Hoje a lo largo na cidade grande
Quando vagueio a procurar por mim
Me dou de conta assoviando a esmo
E me interrompo sem chegar ao fim
A minha copla de assoviar solito
Tropeando ruas numa relembrança
É aquela mesma que meu pai trazia
Que estranhamente me deixou de herança
Copla de Assoviar Solito
Luís Carlos Borges.
E era assim meu pai, querendo caminhar e conversar, quando realmente não se podia. As horas eram outras. Estavam comprometidas. Eram horas de tirar água da cisterna, hora de acender fogo para esquentar água para o banho, ou hora da capina, só assim para vencer o mato que embora rasteiro, insistia em crescer na frente de casa. E lá vinha ele, querendo conversar e me ouvir. E lá vinha ele a me convencer que eu tinha direito igual aos meus irmãos, e pior que isso, ficava me convencendo que eu tinha, apesar dos meus jovens doze anos, direito a emitir opinião, direito de pensar, e também como meus irmãos, direito de caminhar ao lado dele na rua de casa, subindo e descendo a mesma rua, a falar do dia, dos livros…da vida.

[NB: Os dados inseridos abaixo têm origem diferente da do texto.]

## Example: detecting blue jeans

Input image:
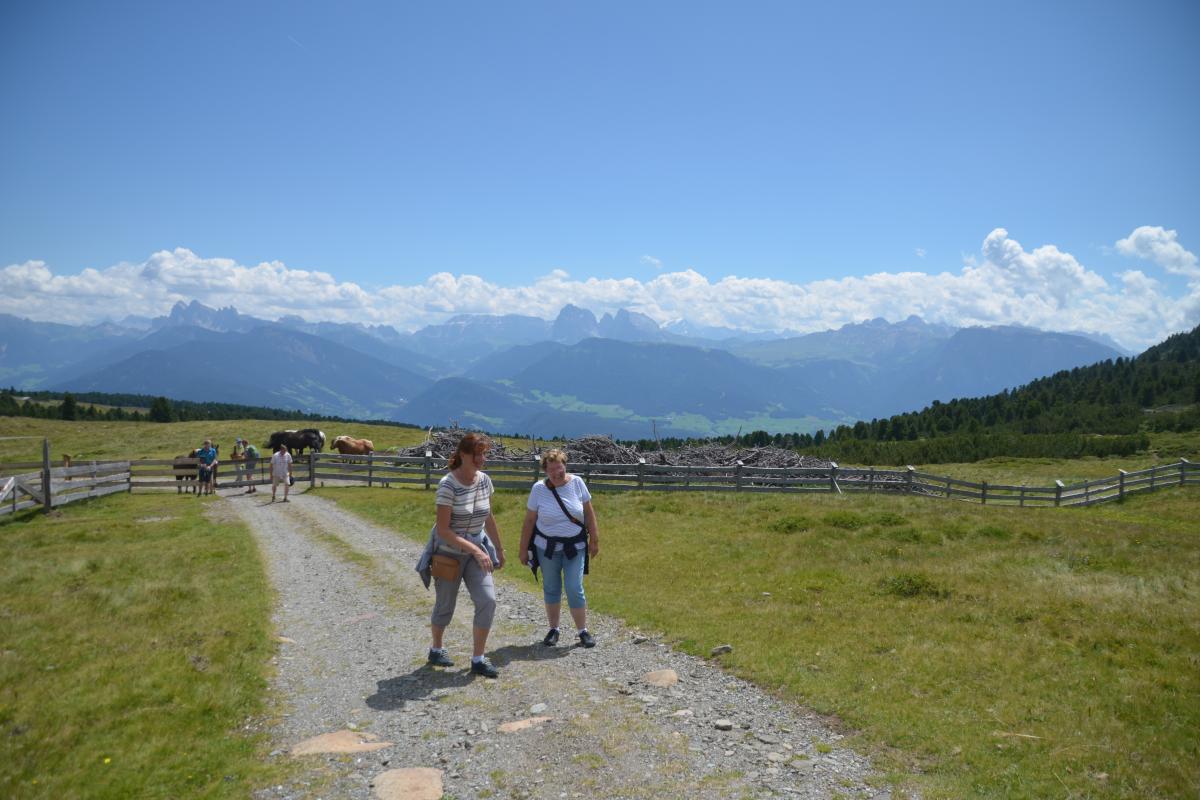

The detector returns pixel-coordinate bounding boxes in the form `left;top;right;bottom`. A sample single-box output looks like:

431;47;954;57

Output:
538;545;588;608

E foi assim, que bem cedo, aprendi que apesar de ser criança, apesar de ser mulher… eu tinha direitos e dentre esses direitos, tinha o direito de ir e vir, de andar, de caminhar. Direito de conhecer o mundo, andar, ir e vir, acompanhada de quem eu escolhesse, ou mesmo ir e vir sozinha com meus entreveros.

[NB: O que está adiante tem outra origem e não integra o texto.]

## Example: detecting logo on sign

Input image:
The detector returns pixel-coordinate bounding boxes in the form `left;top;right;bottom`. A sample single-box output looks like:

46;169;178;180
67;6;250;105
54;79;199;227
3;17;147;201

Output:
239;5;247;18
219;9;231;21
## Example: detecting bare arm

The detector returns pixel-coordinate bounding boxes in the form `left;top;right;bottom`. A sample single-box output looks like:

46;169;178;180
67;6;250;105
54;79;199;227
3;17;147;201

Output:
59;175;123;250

A vida passa, o hábito fica e o hábito nos faz. Querendo ou não, o ir e vir que foi inserido em meu legado, passaram a ser um bem meu, que eu não quis esperar por herança, mas já quis apossar de pronto. E isso acabou me fazendo um pouco sem terra e um pouco pertencente a cada lugar em que vivi.

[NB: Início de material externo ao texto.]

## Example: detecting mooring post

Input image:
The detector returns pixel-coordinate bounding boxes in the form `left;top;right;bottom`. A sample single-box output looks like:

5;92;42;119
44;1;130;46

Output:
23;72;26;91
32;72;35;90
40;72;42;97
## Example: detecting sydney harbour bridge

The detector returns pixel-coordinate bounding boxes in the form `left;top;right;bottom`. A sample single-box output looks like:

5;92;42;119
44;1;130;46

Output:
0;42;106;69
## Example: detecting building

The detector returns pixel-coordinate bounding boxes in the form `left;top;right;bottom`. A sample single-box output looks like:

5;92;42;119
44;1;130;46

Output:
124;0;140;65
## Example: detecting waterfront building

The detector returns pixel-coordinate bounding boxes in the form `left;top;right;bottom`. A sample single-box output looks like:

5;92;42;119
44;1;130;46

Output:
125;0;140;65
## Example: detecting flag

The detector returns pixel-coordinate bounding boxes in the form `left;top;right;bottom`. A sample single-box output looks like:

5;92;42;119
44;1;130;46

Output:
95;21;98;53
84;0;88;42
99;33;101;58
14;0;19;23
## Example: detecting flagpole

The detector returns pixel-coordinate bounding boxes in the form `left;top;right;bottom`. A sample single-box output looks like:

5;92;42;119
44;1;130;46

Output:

E aí nos perguntam por que sermos advogados criminalistas. Não nos culpe. Na vida de cada um de nós, deve ter havido um pai nos fazendo acreditar que tínhamos o direito de ir e vir. De seguir adiante. E quando alguém não anda, ou não pode andar, isso nos dói de forma pessoal, de forma plena, pois o direito de ir e vir, para nós é quase sagrado.
Que se façam então como nas guerras. Matem os pais! Matem os pais e já não teremos quem saia a caminhar pensando. Matem os pais e já não teremos mais crianças pedalando a esmo desde a mais tenra idade. Matem os pais e as mães não terão tempo de serem mães, pois terão que ser pais.
Mas, se não puderem matar os pais. Deixem os filhos sem saber quem são eles, e em pouco tempo, as louças sujas empilhadas na pia, serão mais importantes que ouvir uma boa música, falar de política ou assistir uma partida de futebol.